I enjoy the way Piddimus mapped the Birth-Death-Resurrection structure to the theatre/creation process in his latest blog entry. It’s interesting that you say that there’s nothing pleasant about the Death part of the process. I actually disagree… for me almost all of the joy in creation is in the execution of it (no pun intended).
I find pre-production (Birth) to be satisfying in a detached sort of way – trying to make solid decisions to ensure a strong production, finding the right cast, space etc. In the end, the success or failure of the work you do in pre-prod will define the scope of what you’re able to accomplish with the work.
Performance (Rebirth) is the least satisfying stage for me. It’s (of course) gratifying to have people enjoy your show, and every decision made in the first two stages must work toward and support the audiences eventual experience of it, but in terms of actual pleasure or joy, I’m usually left feeling kind of cold, and often spend the time wondering what my next project will be.

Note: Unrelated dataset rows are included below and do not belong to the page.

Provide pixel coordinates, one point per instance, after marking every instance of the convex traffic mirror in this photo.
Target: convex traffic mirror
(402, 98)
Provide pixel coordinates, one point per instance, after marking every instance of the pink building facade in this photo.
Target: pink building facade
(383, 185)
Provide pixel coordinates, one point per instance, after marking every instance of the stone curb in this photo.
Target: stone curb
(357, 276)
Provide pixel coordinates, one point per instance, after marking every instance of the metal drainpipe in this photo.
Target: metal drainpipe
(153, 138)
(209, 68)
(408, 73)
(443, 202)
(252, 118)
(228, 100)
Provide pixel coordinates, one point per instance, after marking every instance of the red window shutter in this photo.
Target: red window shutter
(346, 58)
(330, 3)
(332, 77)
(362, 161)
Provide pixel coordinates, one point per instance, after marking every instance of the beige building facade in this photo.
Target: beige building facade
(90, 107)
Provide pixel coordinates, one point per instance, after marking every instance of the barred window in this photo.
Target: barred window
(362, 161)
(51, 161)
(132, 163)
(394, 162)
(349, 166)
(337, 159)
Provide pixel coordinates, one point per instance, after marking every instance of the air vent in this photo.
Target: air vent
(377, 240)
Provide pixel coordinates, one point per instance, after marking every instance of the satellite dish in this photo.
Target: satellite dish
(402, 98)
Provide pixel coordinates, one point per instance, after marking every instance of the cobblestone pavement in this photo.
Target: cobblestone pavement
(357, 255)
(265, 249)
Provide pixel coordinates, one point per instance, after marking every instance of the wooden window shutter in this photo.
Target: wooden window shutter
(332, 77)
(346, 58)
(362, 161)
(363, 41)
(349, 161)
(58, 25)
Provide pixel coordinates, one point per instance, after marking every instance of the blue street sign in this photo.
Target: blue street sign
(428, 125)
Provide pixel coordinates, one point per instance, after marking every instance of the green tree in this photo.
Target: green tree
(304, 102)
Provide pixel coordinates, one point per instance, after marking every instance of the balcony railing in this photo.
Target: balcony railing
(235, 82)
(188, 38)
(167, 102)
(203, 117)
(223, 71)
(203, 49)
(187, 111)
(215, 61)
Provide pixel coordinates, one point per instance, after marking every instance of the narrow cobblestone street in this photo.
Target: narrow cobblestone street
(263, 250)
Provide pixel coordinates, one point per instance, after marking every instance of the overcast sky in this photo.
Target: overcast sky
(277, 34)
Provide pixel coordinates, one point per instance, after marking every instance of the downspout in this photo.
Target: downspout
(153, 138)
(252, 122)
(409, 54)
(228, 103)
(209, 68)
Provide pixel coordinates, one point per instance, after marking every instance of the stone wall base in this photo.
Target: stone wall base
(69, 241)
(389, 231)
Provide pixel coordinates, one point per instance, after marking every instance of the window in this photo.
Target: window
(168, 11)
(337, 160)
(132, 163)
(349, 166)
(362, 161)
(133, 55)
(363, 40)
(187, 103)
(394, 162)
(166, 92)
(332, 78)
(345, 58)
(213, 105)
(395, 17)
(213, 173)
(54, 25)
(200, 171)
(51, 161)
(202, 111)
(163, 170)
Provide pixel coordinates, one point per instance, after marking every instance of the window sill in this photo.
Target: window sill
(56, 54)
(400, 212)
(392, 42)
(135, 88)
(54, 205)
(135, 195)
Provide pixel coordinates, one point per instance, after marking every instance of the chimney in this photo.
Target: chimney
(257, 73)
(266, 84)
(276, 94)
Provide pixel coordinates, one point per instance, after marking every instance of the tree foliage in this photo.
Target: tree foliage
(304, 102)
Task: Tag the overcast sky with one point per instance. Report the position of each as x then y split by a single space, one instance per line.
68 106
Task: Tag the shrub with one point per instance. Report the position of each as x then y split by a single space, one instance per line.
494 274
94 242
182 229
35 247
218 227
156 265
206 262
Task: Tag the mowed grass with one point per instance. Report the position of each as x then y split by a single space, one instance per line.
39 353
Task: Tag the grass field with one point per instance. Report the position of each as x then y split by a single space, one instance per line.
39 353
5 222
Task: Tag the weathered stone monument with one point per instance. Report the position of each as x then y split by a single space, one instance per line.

The rehearsal process (Death) is where 99% of the fun of creation comes in for me. This is where the creative decision are largely made, and the detail and depth of the show are discovered. (Rereading that sentence, it’s probable that a lot of directors would put this work into the preprod phase… I’ve always been an on-the-fly type though). One of the things that fascinates me about directing is take a creative work from potentiality to actuality… it’s the process of the execution of the work that gets my blood flowing in the end.

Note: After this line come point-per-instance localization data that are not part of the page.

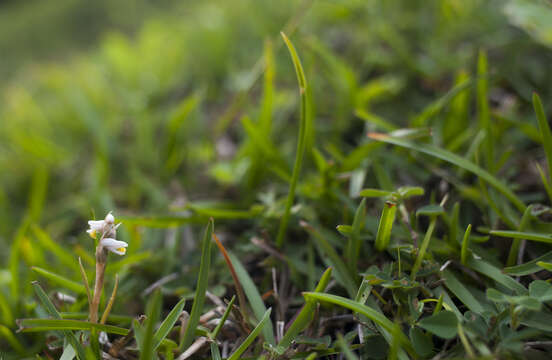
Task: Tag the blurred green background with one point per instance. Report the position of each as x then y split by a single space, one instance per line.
145 108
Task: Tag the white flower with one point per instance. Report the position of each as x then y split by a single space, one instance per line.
102 226
115 246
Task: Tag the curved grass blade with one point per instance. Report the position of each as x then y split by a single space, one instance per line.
370 313
216 330
147 351
496 274
168 324
251 337
201 288
305 315
461 292
529 267
465 245
51 309
60 280
385 225
544 131
522 235
354 243
455 160
37 325
514 249
254 297
301 141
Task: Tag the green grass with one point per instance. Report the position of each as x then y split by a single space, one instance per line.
331 243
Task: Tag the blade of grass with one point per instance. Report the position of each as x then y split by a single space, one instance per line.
455 160
522 235
37 325
461 292
514 249
111 301
370 313
300 141
219 326
251 337
52 311
168 323
483 110
201 288
60 280
254 297
64 256
237 284
465 245
544 131
423 248
147 351
496 274
529 267
354 243
304 317
385 225
326 249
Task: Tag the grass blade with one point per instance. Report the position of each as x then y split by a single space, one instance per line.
455 160
147 350
60 280
219 326
465 245
529 267
305 315
423 248
326 249
385 225
522 235
301 141
201 287
354 243
36 325
514 249
544 131
254 297
51 309
370 313
168 324
251 337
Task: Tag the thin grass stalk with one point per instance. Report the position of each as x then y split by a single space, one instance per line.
300 140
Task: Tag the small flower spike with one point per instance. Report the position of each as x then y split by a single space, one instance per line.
115 246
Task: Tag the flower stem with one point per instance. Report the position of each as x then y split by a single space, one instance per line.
101 257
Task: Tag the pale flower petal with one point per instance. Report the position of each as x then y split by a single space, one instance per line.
115 246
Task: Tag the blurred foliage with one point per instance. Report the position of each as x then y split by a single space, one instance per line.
173 120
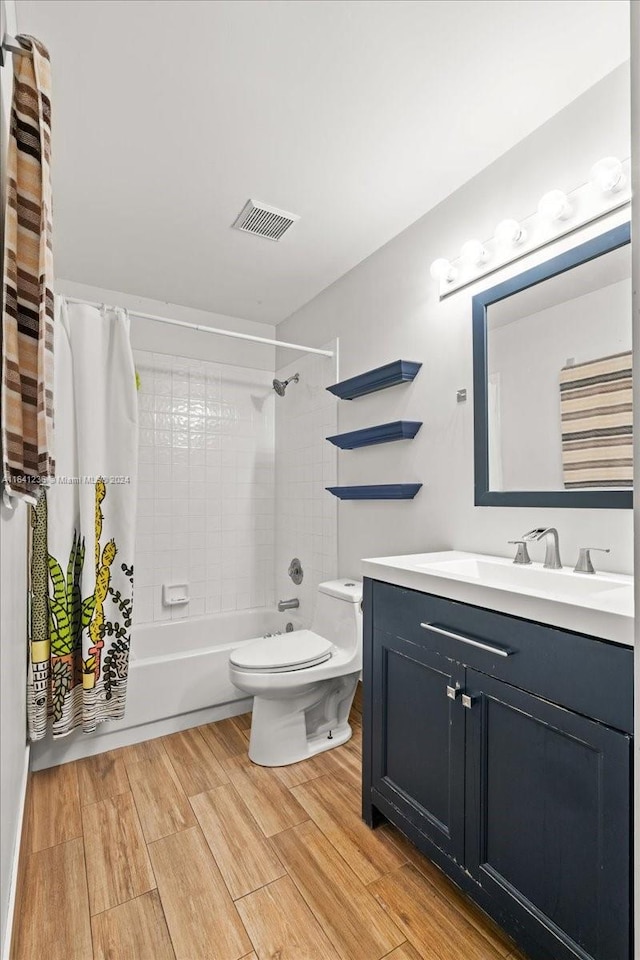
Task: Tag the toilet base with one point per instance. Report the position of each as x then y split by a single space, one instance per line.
291 730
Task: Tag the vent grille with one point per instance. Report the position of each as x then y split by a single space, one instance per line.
264 221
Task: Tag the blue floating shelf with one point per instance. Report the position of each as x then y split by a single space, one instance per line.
379 491
400 371
383 433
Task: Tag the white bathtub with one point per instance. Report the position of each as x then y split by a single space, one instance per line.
178 678
182 665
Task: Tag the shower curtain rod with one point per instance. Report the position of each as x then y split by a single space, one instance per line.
216 330
11 45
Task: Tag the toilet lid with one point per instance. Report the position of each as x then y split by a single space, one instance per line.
289 651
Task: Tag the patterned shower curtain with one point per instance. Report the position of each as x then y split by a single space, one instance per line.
27 316
83 529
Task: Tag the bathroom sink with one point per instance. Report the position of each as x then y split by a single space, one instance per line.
500 572
599 604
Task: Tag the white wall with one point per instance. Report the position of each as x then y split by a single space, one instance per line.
13 624
387 308
306 515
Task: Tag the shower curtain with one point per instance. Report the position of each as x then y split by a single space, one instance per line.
83 529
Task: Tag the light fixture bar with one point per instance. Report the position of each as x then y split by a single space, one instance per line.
558 216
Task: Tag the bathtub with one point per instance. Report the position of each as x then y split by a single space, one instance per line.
182 665
178 678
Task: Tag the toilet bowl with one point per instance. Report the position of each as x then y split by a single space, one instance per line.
303 683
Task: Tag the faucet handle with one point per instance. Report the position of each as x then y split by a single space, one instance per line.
522 554
584 564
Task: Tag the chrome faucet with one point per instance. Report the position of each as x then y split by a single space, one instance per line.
522 554
288 604
584 564
552 552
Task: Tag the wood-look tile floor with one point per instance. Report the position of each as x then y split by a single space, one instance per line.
181 849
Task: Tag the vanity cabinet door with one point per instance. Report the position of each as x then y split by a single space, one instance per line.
417 756
548 819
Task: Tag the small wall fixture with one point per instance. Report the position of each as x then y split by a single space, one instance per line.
509 233
473 253
442 269
554 206
607 175
558 214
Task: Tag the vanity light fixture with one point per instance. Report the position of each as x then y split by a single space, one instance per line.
606 192
509 233
474 253
554 205
442 269
607 175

A quick caveat: I’m not trying to reopen the Process vs. Product debate again. As I said before, every single decision made in the pre-production and rehearsal phases of the show by necessity must work towards the good of the final product (which is a bit of an ‘ends justify the means” argument, I suppose). All I’m saying is that the actual pleasure for me largely resides in the journey of discovery, not the stasis of a destination.